“Now, men, go for ’em in our own way! Trees and rocks—you know how to make use of them! Give them a taste of their own medicine, only make it ten times worse! Forward!”


CHAPTER V
Kill or Be Killed

TREES and rocks. Lieutenant Whitcomb had always loved the woods and the wild places, but now, with quite a different reason, a sentiment based on a more concrete purpose, he could almost have worshiped these dim aisles of the forest, these noble maples, oaks and spruces and the rocky defiles that appeared on every side. Here was a place where an aggressor might be on nearly even terms with his enemy; at least there was less danger of being hit if one might shield a larger portion of his body behind some natural object the while he located his foe, or exposed himself only for a few seconds in his rush to overcome him.

Anticipating what the fighting would be like and anxious to do all the execution he could where mere directing could be of little avail, Herbert had possessed himself of the rifle and ammunition no longer needed by a grievously wounded comrade and behind the stout trunk of a low tree had begun to pepper away at the greenish helmets of a number of men who were sending their fire from a deep fissure in the rocks against the line to the right. Skilled as the boy was with the rifle, and we remember how he had been chosen in the training camp at home as the instructor in marksmanship and afterward given duty as a sniper or sharpshooter in the trenches, there was every chance of that machine gun nest of the enemy suffering somewhat.

This was war and there could be no holding off in the manner of winning; there could be no sentiment against any means of destroying an enemy who was eager to destroy, no matter if it were against one man or an army that the fire was directed. The boy felt few or no scruples at the time, though he always hated to think of the occasion and he rarely spoke of it subsequently. Warfare is not a pleasant matter; there are few really happy moments even in victory. There may be certain joys, but they can be only relative to the mind endowed with human ideas and schooled to right thinking. Old Brighton labored to teach its lads altruism, charity, gentleness and kindness and these qualities cannot be lightly cast aside, even under stress of battle, which must be regarded mostly as a matter of self-defense, even in offensive action. If you don’t kill or wound the enemy, so called, he will kill or wound you, and as long as the governmental powers have found it necessary to declare that another people must be considered as an enemy, there is nothing else to do. As against aggression, injustice, injury made possible by constitutional declaration, wars are, beyond argument, often most justifiable, even necessary. This idea must impel every patriotic soldier to do his best in the duties assigned him, even though he must rid the earth of his fellow men.

Herbert had a clear aim at about sixty yards distance through an open space in the foliage; he could see no more than the shoulders of any of the Germans.
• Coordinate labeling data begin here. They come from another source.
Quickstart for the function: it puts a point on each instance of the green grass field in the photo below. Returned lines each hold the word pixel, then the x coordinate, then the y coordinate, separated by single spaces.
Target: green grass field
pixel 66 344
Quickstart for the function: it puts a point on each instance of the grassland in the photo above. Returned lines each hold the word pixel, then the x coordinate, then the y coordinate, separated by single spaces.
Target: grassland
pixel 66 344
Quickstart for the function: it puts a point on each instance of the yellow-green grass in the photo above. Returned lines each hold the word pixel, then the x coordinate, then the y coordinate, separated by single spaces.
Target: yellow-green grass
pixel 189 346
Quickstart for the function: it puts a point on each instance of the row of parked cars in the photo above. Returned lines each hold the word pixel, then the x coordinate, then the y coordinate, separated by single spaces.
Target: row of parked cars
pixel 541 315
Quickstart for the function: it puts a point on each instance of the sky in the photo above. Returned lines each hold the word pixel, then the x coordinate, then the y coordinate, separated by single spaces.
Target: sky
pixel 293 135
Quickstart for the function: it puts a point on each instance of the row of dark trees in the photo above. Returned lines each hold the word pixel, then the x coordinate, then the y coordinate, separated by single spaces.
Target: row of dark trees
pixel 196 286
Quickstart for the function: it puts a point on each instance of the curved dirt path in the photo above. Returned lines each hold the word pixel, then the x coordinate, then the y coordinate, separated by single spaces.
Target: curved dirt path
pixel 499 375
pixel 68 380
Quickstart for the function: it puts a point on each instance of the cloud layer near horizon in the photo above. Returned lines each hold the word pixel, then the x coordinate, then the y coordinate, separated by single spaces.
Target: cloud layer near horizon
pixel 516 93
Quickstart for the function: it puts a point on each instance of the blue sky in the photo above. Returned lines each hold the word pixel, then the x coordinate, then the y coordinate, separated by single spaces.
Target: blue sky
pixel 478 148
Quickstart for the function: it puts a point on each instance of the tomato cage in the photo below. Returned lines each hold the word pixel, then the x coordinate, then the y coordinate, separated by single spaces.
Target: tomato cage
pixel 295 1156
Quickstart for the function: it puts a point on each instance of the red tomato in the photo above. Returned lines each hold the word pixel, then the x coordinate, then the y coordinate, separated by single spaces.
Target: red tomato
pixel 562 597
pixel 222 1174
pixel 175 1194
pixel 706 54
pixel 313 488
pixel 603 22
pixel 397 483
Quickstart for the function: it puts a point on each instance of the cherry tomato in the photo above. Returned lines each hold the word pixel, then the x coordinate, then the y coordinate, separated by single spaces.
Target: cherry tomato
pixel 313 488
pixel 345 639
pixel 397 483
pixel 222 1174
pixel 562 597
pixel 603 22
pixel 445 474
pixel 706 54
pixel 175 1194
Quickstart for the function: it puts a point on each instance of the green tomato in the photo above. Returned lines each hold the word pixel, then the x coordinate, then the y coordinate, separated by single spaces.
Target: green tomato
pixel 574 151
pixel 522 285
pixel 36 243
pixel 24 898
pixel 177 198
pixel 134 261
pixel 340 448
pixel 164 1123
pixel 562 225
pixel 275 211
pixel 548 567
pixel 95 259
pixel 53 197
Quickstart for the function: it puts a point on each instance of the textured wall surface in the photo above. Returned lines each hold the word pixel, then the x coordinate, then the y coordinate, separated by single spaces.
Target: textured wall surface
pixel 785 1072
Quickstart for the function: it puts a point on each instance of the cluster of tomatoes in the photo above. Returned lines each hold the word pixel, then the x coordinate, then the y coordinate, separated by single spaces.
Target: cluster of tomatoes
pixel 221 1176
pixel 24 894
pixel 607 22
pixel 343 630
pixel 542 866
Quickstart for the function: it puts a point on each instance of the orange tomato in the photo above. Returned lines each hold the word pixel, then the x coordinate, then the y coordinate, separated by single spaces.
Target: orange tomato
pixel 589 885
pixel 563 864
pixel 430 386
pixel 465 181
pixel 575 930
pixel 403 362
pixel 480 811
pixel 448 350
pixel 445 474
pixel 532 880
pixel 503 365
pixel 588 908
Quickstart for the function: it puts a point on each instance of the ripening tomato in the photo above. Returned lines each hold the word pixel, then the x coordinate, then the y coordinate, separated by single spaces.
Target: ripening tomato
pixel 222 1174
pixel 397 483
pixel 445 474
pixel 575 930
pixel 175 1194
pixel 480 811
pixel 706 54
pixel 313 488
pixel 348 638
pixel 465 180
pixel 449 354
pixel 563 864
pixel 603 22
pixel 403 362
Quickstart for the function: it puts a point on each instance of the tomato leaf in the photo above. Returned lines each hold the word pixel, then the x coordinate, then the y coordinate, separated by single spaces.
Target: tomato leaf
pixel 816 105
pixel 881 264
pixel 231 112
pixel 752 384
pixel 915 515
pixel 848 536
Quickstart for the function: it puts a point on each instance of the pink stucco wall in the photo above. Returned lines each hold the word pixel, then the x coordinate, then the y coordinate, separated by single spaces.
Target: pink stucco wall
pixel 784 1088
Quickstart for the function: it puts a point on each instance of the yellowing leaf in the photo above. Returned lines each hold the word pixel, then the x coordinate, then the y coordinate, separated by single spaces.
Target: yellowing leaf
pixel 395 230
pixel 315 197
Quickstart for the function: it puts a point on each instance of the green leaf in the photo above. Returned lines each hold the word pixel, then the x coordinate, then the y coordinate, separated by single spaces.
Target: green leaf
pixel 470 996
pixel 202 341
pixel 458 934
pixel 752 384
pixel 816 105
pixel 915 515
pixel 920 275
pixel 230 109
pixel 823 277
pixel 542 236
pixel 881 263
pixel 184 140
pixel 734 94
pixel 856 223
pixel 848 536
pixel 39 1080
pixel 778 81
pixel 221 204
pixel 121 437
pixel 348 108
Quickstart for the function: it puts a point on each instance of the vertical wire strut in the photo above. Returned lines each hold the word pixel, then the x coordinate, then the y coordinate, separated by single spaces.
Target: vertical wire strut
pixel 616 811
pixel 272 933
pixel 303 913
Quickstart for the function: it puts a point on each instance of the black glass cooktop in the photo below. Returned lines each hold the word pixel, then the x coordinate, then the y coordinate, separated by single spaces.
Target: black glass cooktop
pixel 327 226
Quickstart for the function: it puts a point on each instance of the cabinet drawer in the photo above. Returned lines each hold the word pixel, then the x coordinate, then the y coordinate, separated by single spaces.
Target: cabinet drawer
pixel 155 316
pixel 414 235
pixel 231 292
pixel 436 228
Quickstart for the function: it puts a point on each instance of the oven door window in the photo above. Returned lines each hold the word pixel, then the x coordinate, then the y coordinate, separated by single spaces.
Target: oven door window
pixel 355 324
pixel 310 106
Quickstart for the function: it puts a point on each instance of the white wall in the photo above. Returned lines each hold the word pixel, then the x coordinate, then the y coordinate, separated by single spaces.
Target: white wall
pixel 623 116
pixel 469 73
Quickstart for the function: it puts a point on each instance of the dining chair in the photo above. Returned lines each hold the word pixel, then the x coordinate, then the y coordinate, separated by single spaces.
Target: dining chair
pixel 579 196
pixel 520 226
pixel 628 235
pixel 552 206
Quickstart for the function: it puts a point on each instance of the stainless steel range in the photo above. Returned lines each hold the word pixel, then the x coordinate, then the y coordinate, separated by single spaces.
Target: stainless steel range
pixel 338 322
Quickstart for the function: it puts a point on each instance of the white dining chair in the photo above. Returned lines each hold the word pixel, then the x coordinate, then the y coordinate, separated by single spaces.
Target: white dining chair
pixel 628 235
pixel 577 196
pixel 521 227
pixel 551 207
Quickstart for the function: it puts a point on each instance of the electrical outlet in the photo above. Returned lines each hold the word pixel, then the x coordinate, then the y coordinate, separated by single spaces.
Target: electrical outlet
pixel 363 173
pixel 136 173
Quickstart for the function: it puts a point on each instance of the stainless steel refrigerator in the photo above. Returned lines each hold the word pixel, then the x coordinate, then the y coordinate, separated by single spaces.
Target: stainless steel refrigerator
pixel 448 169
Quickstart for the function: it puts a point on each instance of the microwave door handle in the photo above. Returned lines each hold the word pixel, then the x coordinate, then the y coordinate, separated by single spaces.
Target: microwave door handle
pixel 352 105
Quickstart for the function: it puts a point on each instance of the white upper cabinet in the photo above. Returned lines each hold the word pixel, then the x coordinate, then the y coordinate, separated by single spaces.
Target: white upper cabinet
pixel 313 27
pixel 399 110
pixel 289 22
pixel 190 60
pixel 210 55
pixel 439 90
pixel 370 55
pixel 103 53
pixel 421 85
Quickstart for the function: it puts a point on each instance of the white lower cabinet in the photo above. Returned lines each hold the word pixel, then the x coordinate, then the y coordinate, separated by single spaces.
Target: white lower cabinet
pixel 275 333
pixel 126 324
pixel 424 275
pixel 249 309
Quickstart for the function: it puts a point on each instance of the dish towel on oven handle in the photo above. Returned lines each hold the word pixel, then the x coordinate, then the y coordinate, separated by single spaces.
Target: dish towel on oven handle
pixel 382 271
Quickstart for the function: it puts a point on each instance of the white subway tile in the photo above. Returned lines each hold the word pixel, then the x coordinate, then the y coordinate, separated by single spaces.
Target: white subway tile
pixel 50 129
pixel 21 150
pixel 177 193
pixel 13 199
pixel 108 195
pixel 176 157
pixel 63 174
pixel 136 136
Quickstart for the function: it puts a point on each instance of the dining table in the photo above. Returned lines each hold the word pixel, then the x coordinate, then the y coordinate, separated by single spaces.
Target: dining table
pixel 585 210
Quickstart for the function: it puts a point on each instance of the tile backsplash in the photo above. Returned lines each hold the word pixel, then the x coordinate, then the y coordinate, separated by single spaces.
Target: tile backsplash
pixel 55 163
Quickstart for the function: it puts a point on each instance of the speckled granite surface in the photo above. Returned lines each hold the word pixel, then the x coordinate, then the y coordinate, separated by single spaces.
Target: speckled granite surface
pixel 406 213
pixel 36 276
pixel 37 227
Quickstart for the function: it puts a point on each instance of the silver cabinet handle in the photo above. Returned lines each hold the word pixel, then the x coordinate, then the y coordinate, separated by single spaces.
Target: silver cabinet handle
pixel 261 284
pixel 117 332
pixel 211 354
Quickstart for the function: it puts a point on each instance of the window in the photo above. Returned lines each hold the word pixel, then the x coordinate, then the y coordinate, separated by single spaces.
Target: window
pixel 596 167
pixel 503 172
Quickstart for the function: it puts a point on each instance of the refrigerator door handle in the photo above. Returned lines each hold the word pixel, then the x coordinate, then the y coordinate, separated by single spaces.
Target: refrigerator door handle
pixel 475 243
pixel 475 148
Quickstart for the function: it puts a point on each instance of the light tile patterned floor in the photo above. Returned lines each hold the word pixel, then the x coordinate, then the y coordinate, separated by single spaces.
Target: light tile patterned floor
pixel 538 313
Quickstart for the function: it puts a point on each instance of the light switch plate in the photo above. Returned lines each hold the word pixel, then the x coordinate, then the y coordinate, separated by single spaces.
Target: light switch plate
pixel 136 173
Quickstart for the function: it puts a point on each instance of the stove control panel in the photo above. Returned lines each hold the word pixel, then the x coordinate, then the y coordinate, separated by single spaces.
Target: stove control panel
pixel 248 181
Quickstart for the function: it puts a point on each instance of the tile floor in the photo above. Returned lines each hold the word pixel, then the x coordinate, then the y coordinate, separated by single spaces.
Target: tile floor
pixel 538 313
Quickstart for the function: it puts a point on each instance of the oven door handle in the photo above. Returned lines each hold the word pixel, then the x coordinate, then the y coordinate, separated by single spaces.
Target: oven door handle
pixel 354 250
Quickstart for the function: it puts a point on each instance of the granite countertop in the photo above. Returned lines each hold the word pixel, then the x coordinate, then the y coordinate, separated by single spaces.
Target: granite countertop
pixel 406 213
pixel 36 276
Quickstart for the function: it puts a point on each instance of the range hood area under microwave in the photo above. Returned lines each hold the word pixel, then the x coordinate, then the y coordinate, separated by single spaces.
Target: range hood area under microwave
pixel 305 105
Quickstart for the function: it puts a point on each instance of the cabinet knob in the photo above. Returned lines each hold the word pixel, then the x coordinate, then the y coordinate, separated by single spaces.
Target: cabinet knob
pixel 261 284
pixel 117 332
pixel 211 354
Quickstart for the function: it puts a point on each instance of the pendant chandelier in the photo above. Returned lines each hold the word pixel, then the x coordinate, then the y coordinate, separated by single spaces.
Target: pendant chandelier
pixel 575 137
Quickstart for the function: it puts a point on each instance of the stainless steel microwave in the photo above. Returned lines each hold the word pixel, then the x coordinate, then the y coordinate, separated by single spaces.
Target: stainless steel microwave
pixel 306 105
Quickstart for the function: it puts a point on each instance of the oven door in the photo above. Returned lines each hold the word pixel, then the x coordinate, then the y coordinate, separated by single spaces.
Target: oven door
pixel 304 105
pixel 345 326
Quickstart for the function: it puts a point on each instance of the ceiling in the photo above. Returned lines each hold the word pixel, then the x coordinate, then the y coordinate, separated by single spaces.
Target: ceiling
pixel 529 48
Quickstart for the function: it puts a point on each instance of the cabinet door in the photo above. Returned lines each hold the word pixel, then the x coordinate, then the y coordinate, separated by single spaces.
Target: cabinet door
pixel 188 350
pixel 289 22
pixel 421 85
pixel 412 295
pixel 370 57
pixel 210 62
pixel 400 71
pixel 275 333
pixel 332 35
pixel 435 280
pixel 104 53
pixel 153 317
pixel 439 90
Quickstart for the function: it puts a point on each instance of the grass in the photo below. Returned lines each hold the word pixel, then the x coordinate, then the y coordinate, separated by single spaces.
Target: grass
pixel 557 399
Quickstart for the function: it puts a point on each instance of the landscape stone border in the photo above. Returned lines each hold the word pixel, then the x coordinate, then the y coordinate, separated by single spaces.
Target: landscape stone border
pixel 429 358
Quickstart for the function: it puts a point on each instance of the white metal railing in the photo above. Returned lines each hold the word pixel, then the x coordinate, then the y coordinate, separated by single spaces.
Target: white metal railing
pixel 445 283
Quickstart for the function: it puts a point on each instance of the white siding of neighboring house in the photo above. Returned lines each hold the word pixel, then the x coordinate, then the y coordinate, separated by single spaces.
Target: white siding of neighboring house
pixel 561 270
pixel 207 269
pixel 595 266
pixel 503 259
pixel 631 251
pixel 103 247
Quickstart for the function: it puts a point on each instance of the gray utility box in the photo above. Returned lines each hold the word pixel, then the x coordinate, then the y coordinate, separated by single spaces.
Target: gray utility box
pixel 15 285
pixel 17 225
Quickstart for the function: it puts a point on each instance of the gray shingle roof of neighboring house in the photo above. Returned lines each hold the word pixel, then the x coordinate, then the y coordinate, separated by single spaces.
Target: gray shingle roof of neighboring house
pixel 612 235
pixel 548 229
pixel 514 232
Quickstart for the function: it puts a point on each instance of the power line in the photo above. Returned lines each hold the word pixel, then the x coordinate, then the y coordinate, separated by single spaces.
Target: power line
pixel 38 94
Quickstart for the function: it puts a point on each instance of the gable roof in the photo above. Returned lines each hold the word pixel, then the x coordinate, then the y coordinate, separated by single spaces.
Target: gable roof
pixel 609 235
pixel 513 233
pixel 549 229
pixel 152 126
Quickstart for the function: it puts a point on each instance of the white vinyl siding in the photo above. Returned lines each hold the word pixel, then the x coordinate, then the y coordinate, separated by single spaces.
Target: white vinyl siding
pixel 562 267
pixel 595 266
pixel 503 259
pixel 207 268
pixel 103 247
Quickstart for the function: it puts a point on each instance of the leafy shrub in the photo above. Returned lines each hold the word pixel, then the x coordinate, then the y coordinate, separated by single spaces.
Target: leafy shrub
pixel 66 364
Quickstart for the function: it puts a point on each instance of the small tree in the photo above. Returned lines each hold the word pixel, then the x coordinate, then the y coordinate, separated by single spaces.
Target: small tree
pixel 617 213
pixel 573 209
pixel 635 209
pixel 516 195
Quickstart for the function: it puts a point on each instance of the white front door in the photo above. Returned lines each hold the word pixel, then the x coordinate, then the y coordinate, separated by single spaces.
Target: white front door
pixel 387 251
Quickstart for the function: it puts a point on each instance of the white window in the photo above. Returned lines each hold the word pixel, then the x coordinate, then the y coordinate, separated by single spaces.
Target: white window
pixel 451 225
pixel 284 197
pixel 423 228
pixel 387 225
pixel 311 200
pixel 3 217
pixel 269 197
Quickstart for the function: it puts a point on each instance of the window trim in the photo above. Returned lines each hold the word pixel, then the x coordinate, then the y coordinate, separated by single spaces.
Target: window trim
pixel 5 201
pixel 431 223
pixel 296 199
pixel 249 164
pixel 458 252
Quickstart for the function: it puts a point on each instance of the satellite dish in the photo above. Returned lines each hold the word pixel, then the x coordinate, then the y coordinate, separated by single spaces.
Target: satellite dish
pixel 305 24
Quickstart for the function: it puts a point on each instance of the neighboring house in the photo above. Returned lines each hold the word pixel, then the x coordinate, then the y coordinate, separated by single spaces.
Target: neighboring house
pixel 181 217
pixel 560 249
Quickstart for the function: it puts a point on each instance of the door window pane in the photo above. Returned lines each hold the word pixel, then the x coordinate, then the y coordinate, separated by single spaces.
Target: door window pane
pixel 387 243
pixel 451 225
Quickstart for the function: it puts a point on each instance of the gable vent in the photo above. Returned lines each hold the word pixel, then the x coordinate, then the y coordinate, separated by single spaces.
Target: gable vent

He emptied his rifle with three shots, slipped in another clip, fired five of these cartridges, replaced the clip and turned to see what else menaced. That gun nest was no longer in action; when a corporal and the two men remaining in his squad reached the spot there was one wounded man and one fellow untouched and eager to surrender out of the seven; the others were dead. But there must have been other Americans shooting at them; Herbert always liked to think that, anyway. And now he frowned when one of the men who had remained with him remarked:

“By the Kaiser’s whiskers, Lieutenant, that was great work! Nobody in the army, not even General Pershing, could beat it! Say, if we had all like you in this reg’lar fellers’ army, it would take only this platoon to open the way to Berlin.”

Herbert ducked; so did his companion. Not fifty feet in front of them three Huns came quickly though clumsily in their big shoes, over the mossy rocks, dragging a machine gun. They meant to set it up behind a fallen tree trunk and in the shelter of a spruce; from their position they had not discerned the Americans near by.